His projected cost was so low, the city had virtually no choice but to grant him the commission, so Taylor was free to design this; based on his beloved but problem-strewn church, and possibly the grandest place you’ll ever take a pee.

The Edleston Monument, Gainford, England

After giving 41 years of service to the church, Joseph Edlestone died in 1904. His family, assuming compassion and charity from the church, asked if they could build a small memorial to him in the churchyard. The request was refused. But, said those in authority, if the family wished to give some of their land to the church, they could happily build on that.

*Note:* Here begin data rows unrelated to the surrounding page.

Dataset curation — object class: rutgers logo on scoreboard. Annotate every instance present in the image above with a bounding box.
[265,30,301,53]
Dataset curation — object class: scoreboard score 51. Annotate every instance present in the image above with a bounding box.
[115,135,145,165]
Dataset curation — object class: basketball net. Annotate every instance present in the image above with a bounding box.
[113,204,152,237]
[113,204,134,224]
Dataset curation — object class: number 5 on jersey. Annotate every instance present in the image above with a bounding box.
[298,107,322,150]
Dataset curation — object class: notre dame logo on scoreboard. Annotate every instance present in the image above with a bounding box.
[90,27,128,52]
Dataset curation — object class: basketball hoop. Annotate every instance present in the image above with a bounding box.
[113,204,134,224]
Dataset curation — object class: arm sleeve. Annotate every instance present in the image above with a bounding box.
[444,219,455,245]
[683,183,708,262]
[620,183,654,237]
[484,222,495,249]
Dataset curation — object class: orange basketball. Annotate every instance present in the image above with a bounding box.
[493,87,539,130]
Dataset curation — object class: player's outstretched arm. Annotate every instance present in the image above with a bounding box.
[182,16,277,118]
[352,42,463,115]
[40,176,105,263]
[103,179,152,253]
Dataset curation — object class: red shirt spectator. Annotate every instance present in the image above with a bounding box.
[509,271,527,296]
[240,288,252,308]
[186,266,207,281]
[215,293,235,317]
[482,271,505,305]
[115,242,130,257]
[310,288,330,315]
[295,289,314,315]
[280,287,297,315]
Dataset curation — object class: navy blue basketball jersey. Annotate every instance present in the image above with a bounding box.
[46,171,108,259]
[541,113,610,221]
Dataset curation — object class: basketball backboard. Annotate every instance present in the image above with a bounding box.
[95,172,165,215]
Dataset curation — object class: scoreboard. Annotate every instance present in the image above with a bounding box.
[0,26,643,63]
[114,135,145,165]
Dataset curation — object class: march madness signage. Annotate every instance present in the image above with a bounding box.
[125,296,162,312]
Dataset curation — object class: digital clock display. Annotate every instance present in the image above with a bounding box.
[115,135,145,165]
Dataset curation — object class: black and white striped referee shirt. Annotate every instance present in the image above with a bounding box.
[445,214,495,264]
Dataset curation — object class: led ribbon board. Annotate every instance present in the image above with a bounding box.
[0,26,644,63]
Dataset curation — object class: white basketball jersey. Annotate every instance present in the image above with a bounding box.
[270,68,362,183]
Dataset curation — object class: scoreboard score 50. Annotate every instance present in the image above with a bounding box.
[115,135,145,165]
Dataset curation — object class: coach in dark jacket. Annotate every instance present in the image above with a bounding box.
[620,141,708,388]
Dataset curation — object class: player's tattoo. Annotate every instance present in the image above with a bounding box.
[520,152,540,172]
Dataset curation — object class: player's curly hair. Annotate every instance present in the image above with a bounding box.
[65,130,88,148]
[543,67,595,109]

And build they did. Instead of the modest, subtle original, the family were so angry they decided to build a 40-foot high column that towered over every tree in the churchyard and its surroundings. The piece de resistance (now gone, alas, alas) was a giant V-sign on top, pointed towards the church. Not particularly clever, but bloody funny all the same.

A Triangle of Land, Freeport, New York

This final example wasn’t to annoy one single person, but to spite an entire town. A property developer from the area was so annoyed by plans to lay the town out on a grid system rather than allow it to develop naturally in the way that settlements in Europe had done, that he managed to get his hands on the plans for the road layout.

With these as a reference, he discovered the perfect place to buy a triangular plot of land, and threw a house up virtually overnight. Road building plans had gone too far to be altered, which meant that Newport’s orderly grid had to be broken up by the tyranny of corners. The horror.